Background: Residents with performance problems are challenging to program directors and complicate the work of other residents and health care providers. Having an effective, targeted remediation process to address these problems is dependent on being able to diagnose their nature. The purpose of this study was to identify residents who had serious, substantive, and recurring academic, clinical, and/or professional behavior problems, and to describe and classify their nature.
Methods: Raters performed a retrospective record review of general surgery categorical residents in one program over 30 years. Residents with substantial problems were reviewed, described, and classified independently by 3 raters.
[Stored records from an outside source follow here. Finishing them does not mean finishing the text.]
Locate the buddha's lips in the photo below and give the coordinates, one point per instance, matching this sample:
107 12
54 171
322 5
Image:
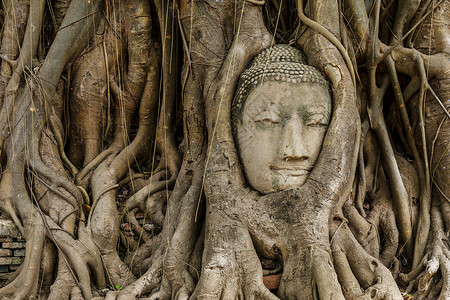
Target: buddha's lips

Results: Seventeen residents had serious enough performance problems to be included. Four had only 1 class of problem (3 were professional behavior problems). Eight residents had 2 problems each (5 academic and clinical performance problems; 3 clinical performance and professional behavior problems). Five residents had 3 problems. The number of performance problem facets per case varied from 11 to 2 with an average of 5.9 facets. Relations with health care workers was identified most frequently, followed closely by insufficient knowledge. Poor communication was third. Performance problems of 14 residents (82%) were identified in their first year. For 15 cases, the resident had unresolved performance problems at the end of the program.
Conclusion: There are 2 possible explanations for our findings: (1) resident problems similar to these are refractory to remediation; (2) treatments used historically are not well designed for the problems. Choosing among the 2 explanations will require developing remediation strategies targeted to specific patterns of performance problems.